Quando arriva il creditore a chiedere i 400 miliardi, capisci che Benedetto è davvero finito. Non ha più vie di fuga. La pressione psicologica è palpabile, e la sua reazione isterica è credibile. Nessuno resiste a tanto stress. Vendetta e Amore Proibito mostra bene come il denaro possa distruggere le relazioni.
Lucia Lippi giura di aver agito per aiutare, ma Benedetto non le crede. Forse ha sbagliato metodo, ma il suo intento era buono? La scena del soffocamento è cruda, ma necessaria per mostrare la rottura definitiva. In Vendetta e Amore Proibito ogni personaggio ha le sue ragioni, anche se sbagliate.

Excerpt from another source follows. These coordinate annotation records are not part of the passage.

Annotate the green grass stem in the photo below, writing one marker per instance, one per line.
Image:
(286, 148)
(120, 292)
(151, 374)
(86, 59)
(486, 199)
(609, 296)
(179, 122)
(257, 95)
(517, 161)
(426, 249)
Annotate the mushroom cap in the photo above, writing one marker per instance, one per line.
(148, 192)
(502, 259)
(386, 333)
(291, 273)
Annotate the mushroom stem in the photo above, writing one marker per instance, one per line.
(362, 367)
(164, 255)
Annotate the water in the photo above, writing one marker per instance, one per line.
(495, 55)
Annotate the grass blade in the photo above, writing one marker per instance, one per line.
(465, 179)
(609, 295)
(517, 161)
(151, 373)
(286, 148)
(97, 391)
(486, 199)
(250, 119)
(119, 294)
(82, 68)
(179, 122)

Sophie non si accontenta di vederlo cadere: vuole che muoia. Ha pianificato tutto, dal sabotaggio alla presenza dei creditori. È una regina del caos, e Benedetto è solo un pedone. La sua espressione finale, mentre lui viene portato via, è glaciale. Vendetta e Amore Proibito non ha pietà per i deboli.
Da uomo d'affari rispettato a disperato che urla 'muori!' alla propria moglie. La caduta di Benedetto è rapida e brutale. I suoi amici lo abbandonano, i creditori lo assediano, e la moglie lo tradisce. Tutto in pochi minuti. Vendetta e Amore Proibito sa come costruire un arco narrativo devastante.